AOB + KIR
last update 06/11/98
comments to hainaut@cfht.hawaii.edu.
The different parts of the system are controlled by different programs,
so here comes just a rough description of the basic lay-out of the
aobir session,
to help to understand better the error messages, and to nail the source
of trouble faster.
Neptune host the aobir session:
1/ AOB
-
Non real time commands (move the WFS, change the neutral density,...) are
initiated by running aopch, then passed to aopcserver, then to the Prolog,
then to the optical bench.
So, if there is a problem with the AOB slide / neutral density filter
/ shutter / WFS / ...,
restart aopcserver (OCS Configuration window) and then aoserver (AOB
setup window).
-
Real time commands (correction) are initiated by running aoh, passed to
aoserver, and then to the RTC.
So, if there is a problem with the aoserver or RTC,
kill aoserver, although the processes may not be there anymore already,
and restart aoserver (AOB setup window),
if this does not solve the problem, reset
the RTC.
2/ DetI
-
DetI runs on a Sparc1E (cassini or dione) and receives commands from Neptune
through Director, it uses the Leach controller (VME, Timing and Utility
boards) and accesses directly the VME memory.

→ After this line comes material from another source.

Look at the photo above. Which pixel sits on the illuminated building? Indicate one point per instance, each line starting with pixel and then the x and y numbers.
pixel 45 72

So, if there is problem with taking exposures and saving them,
first try >agent restart in DetI window, and the system may
recover by itself.
But troubles may also be due to communication problems with the 3U
crate, cassini crash..., see DetI
Problems below.
3/ KIR
If there is problem with the KIR filter wheel, restart kirfserver (OCS
configuration window).
Note that the filter wheel controller initialization takes a while,
and the window showing the progress of the restart often hangs in the meanwhile,
just quit that window and ping to check the initialization is successful.
4/ TCS
AOB Problems
First make sure there really is a problem and that all error messages are
not only the consequence of acting too fast.
Example, when there is a sequence of error messages like:
aoh: completing unsuccessfully.
aobclosetheloop: aoh command 'aoh -observeloop' failed.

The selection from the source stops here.